2022年度公開シンポジウム(オンライン)
”富士山とエベレストをむすぶ夢のプロジェクト ネパールの魅力再発見”
”富士山とエベレストをむすぶ夢のプロジェクト ネパールの魅力再発見”
2023年1月21日(土)13:30~16:30 Zoomによるオンライン開催
<開催の経緯と参加者数>
3年ぶりとなったSOVAシンポジウ2023はオンラインに変更して以下のように開催した。今回は対面開催を最後まで目指したが12月になってコロナ感染者の急増によりオンラインとなった。
40名ほどの参加申し込みがあったが当日はSOVA会員及び一般の合計38名が参加した。
(会員及び関係者 17名、一般 18名、パネラー3名)
<テーマ>
今回は昨年逝去されたSOVA会員の伊藤克彦さんの活動と日本との関わりの深いネパールを取り上げた。かつ「富士山とエベレストを結ぶ夢プロジェクト」「ネパールの魅力再発見」の二つをシンポジウムの柱にした。それぞれに川口俊彦氏、また焼津で30年暮らし、「ふじのくに観光大使」でもあるナレス・マハラジャン氏に基調講演をお願いした。
<内容要旨> 鈴木副会長により進行
(1)故伊藤克彦さんの追悼
青年海外協力隊員とし初めてネパールと関わってから50年、ネパールと日本に多くの足跡を残した伊藤克彦氏を写真等で振り返った。
(元気な頃の伊藤さん 2022年7月)
(2)基調講演
(Ⅰ)川口敏彦氏の講演要旨 「富士山とエベレストを結ぶ夢プロジェクト」
・日本とネパールの山岳信仰などを通して人との国際交流を模索する。
・元々シャルパ族のクムジュンスクールと富山県の小学校との交流があった。それを引き継ぎ人的交流をめざした。

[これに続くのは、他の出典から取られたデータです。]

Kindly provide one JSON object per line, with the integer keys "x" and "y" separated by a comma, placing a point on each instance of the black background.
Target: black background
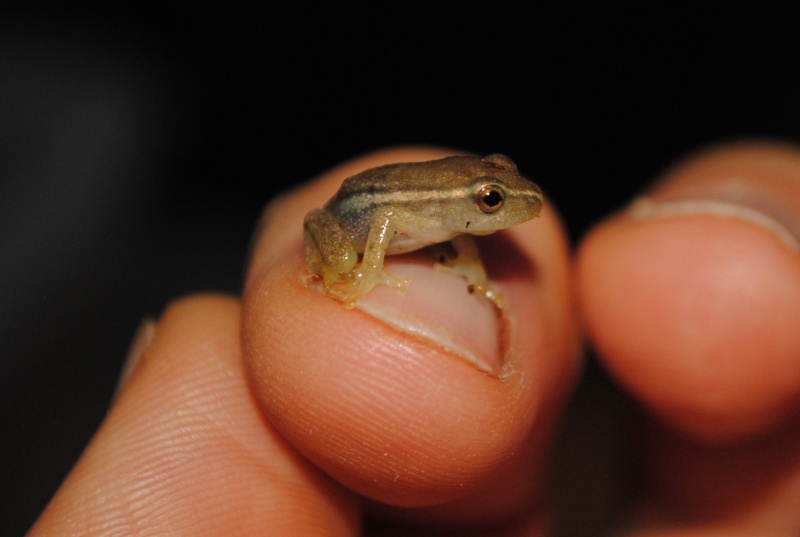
{"x": 137, "y": 149}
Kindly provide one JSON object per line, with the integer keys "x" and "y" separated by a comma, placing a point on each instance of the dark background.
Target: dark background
{"x": 137, "y": 149}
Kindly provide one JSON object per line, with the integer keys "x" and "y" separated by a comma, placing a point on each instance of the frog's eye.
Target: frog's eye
{"x": 489, "y": 198}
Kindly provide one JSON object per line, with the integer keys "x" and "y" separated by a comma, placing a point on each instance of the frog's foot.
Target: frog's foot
{"x": 363, "y": 281}
{"x": 471, "y": 270}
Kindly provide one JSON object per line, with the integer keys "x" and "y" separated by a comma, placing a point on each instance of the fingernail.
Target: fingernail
{"x": 735, "y": 200}
{"x": 438, "y": 308}
{"x": 141, "y": 342}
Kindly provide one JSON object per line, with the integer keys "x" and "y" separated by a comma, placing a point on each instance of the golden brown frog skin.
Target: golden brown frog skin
{"x": 402, "y": 207}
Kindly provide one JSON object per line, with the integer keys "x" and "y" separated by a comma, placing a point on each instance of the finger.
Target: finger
{"x": 420, "y": 399}
{"x": 185, "y": 451}
{"x": 692, "y": 297}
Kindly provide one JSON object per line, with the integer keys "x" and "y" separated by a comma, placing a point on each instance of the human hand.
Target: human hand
{"x": 286, "y": 414}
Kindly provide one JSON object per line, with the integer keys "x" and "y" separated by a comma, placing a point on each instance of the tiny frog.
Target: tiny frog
{"x": 399, "y": 208}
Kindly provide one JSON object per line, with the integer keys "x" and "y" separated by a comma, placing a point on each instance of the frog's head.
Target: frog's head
{"x": 499, "y": 196}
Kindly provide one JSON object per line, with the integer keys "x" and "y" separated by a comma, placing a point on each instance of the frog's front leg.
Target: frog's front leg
{"x": 330, "y": 252}
{"x": 467, "y": 264}
{"x": 371, "y": 272}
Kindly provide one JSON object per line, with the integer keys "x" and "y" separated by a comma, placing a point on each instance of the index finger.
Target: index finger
{"x": 420, "y": 399}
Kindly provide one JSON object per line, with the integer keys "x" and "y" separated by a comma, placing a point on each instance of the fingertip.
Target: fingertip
{"x": 693, "y": 306}
{"x": 391, "y": 409}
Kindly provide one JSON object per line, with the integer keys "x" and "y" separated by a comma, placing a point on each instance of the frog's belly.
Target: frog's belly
{"x": 402, "y": 242}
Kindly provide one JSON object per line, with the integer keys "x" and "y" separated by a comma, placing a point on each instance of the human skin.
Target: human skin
{"x": 282, "y": 413}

・そのため昨年富士宮市で「私のエベレスト写真展」を開催し、市や大使館の協力を得た。
・私の考えは単なる山と山との提携でなく人の交流を図りたい。富士山にエベレスト館、エベレストに富士山館を作り、展示やイベントを通じ互いの文化や生活を紹介していきたい。
(Ⅱ)ナレス・マハラジャン氏の講演要旨
「ナマステ!ようこそ神秘の国ネパールへ」ネパールの魅力。
・日本に住んで30年、ネパールに帰るたびに浦島太郎状態。8時間で時差は3時間15分日本より遅い。首都カトマンズはビルが乱立し全く様変わりしている。

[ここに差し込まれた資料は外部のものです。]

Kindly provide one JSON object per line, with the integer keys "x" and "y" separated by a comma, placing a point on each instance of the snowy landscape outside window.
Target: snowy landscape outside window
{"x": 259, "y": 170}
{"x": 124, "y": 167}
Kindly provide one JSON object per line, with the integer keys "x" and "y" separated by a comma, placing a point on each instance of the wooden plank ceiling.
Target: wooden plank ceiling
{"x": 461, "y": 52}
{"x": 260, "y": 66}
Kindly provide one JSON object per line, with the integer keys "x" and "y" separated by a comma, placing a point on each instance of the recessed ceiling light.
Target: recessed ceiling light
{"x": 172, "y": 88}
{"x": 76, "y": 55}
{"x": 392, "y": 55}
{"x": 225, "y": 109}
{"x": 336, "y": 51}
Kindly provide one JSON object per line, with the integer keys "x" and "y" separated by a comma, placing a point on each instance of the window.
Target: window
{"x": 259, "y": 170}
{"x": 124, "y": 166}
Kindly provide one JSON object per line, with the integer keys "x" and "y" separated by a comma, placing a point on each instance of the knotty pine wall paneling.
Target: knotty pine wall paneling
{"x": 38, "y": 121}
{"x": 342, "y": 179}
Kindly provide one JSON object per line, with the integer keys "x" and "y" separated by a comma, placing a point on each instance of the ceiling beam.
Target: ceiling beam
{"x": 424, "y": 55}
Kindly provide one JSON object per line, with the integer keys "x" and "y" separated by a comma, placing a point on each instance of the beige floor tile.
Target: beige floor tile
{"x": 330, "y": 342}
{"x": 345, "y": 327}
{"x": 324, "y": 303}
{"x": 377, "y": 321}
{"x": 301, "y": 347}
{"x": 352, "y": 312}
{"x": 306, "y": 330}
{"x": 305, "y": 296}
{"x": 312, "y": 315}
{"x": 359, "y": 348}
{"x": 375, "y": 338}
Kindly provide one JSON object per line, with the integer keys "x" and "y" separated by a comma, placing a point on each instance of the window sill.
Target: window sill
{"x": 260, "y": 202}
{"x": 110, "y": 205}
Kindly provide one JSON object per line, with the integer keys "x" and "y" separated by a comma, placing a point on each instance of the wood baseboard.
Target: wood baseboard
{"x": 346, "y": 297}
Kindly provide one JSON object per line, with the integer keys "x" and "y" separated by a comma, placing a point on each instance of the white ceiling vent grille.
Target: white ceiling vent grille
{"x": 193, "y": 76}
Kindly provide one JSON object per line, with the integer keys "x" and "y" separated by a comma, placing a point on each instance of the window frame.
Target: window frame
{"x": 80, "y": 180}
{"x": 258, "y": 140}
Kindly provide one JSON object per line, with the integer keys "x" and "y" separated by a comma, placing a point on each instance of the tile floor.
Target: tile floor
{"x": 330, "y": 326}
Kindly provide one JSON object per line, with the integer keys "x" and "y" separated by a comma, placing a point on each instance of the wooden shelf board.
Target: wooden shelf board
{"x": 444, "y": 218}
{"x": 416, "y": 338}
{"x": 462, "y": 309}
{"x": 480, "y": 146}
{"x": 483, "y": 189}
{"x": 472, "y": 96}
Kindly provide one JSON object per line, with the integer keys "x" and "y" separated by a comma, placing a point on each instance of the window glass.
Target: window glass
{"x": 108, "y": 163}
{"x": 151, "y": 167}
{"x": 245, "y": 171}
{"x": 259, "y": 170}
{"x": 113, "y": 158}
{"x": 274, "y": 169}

・8,000メートル級の山が連なるネパールでは雪があると山、なければ丘。その意味で夏の富士山もネパール人にはただの丘。
・観光の形も変わりつつあり、トレキングだけでなく数万円のチャーター機で山々を空から見て回れる。象に乗って回るサファリパークやラフティングなどもある。
・世界遺産はカトマンズ盆地だけで7ヶ所あり、8年前の地震によりかなり壊れたが、さまざまな援助により8割方修復が進んでいる。
・変わりゆくネパールにぜひ来ていただきたい。
(3)パネルディスカッション要旨
・参加者の中にネパールの現地から参加していただいた方と建築を専門とする大学院留学生がおり、リアルにネパールに関する質問をすることができた。オンラインならではの強みと言える。

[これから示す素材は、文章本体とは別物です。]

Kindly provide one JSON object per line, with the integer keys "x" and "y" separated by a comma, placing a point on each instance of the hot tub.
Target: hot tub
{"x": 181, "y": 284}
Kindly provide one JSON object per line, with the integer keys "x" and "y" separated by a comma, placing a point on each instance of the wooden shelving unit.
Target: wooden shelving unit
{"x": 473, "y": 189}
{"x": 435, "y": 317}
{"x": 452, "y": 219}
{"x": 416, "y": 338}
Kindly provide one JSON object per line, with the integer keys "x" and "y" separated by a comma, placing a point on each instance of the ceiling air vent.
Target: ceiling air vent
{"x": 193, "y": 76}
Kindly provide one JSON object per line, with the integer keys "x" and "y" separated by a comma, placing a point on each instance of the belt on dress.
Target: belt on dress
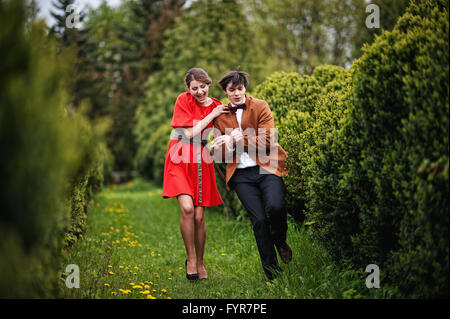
{"x": 199, "y": 163}
{"x": 181, "y": 137}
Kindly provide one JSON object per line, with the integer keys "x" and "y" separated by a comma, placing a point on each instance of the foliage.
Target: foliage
{"x": 380, "y": 192}
{"x": 305, "y": 109}
{"x": 199, "y": 38}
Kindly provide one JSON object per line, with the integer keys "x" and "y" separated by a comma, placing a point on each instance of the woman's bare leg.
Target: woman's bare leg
{"x": 187, "y": 227}
{"x": 200, "y": 239}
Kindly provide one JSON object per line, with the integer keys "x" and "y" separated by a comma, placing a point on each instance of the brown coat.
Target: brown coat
{"x": 257, "y": 119}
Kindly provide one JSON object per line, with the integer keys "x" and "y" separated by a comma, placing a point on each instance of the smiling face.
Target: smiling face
{"x": 199, "y": 91}
{"x": 235, "y": 93}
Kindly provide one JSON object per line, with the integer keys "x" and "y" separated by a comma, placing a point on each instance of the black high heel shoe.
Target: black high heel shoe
{"x": 190, "y": 276}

・また、元JICA協力隊員もおり、当時と現在の違いを聞くことができた。
・三浦雄一郎氏とエベレストでスキー滑降をした県内在住者が参加し貴重な体験や環境提言なども聞けた。
・日本とネパールでは山一つ取っても捉え方が全く違う。山岳信仰や人と人との結びつきこそ交流のもとになる。
・コーヒー一杯400円、日本と変わらない。物価の高騰には目を見張る。
・地震による復興の度合いの質問に携わっている院生から約80%修復が終わったという。
(ネパールから参加したサレスさん)
講師紹介
●川口敏彦氏
沼津市生まれ。全国紙の報道カメラマンとして30年間、国内外で取材する。2016年、早期退職し、アウンサンスーチー率いるNLD政権が発足したミャンマーに1年半滞在。その間、現地でオートバイを購入し、ミャンマー全土を走破。その後、ネパール・エベレスト街道の標高4000mの村に9か月間滞在し、シェルパ族を撮影。昨年富士宮市において「エベレスト写真展」を開催。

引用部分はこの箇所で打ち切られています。